Automation was key to KLEF starting originally. A live DJ would get bored during a 20-minute concerto, so Goodfellow records tags for every piece of music as it arrives. The human touch comes in assembling the pieces for different dayparts: drive time, daytime, dinner, and evening. Goodfellow does that job himself. “There is no such thing as an automated music selector that will do classical music properly,” he says.
Listeners worldwide have access to Goodfellow’s unique taste, thanks to online streaming. That technology opened a new channel to reach an audience. Stations had been multicasting since the early ‘90s, but internet radio really took off in 2005 with Pandora and in 2006 with Spotify. Late to the game, Clear Channel launched its iHeartRadio app in 2008 and renamed the entire company after the product in 2014.
The killer feature of iHeartRadio, Lohman notes, is streaming live radio stations.
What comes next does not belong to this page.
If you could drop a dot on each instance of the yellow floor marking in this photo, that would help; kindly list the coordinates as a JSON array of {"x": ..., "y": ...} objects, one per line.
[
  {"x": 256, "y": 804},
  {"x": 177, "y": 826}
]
Three-quarters of users are finding stations rather than creating their own playlists, which suggests a desire for professionally curated music.
Podcasting, too, complements broadcasting. The largest podcast publisher in the United States is, believe it or not, iHeartMedia. With 678 active shows and 427 million downloads and streams globally, iHeartMedia dwarfs Amazon’s Wondery, with 202 shows and 177 million downloads. National Public Radio is a distant third.
Additive Platforms
New technology has also had an impact off the air. For the sales department, Lohman says, a local radio station has become a point of contact for advertising clients who don’t want to deal with multiple sellers for every media option. In that respect, Lohman says iHeartMedia’s digital platform is “additive,” not zero-sum.
Sales calls haven’t changed, but sellers have more options for advertisers. Lohman explains, “Years ago, you would drive down the street, and there’d be twenty businesses. A seller would say, ‘I betcha three or four of those are radio prospects.’ Now, nineteen of them buy things that we sell.”
It’s the same story in Juneau. “It doesn’t matter to us whether people listen on AM, FM, they stream it, they get it on an app—we don’t really care,” says Burns. “We’re kind of delivery mechanism agnostic.”
Streaming numbers skyrocketed in the last couple of years, Williams says, as did podcasting. “It’s been a solace for salespeople to sell all of that in addition to radio,” she says. “Now the shift is, let’s get back to the basics on radio because it’s still a popular medium. Everybody loves it. We have seen the numbers come back up again, across the board.”
One area of broadcasting that appears technology-proof is, perhaps ironically, the field most enmeshed in it: engineering. “Technology hasn’t figured out a way to fly a robot out to Hoonah, Alaska and take a helicopter to a mountain to troubleshoot why something isn’t working,” Craft says with a laugh. “As soon as that happens, yeah, I’m out of a job due to technology, too.”
While working out of his Anchorage office, either at iHeartMedia or Alaska Public Media, the engineer has opportunities to take contracts for other stations around the state. Craft, the ABA Broadcaster of the Year for 2008, especially likes visiting places where broadcasting has, for decades, consisted of a walkie-talkie relaying stories from a newspaper carried by a Bush pilot.
Kim Williams
“When you go there and install a translator that can rebroadcast, say, a station out of Anchorage or Nome or Bethel or Chevak or anywhere, and then all of a sudden that location can turn on a radio and have that information… That’s one of the things that I gravitated toward was the satisfaction in providing that,” says Craft.
The same technology that makes broadcasting a lonelier workplace also connects its audience. “Yeah, some people may say it’s killing radio,” Craft says, “but it’s technology, you know? Everybody is going to use some kind of technology to try to make their product better.”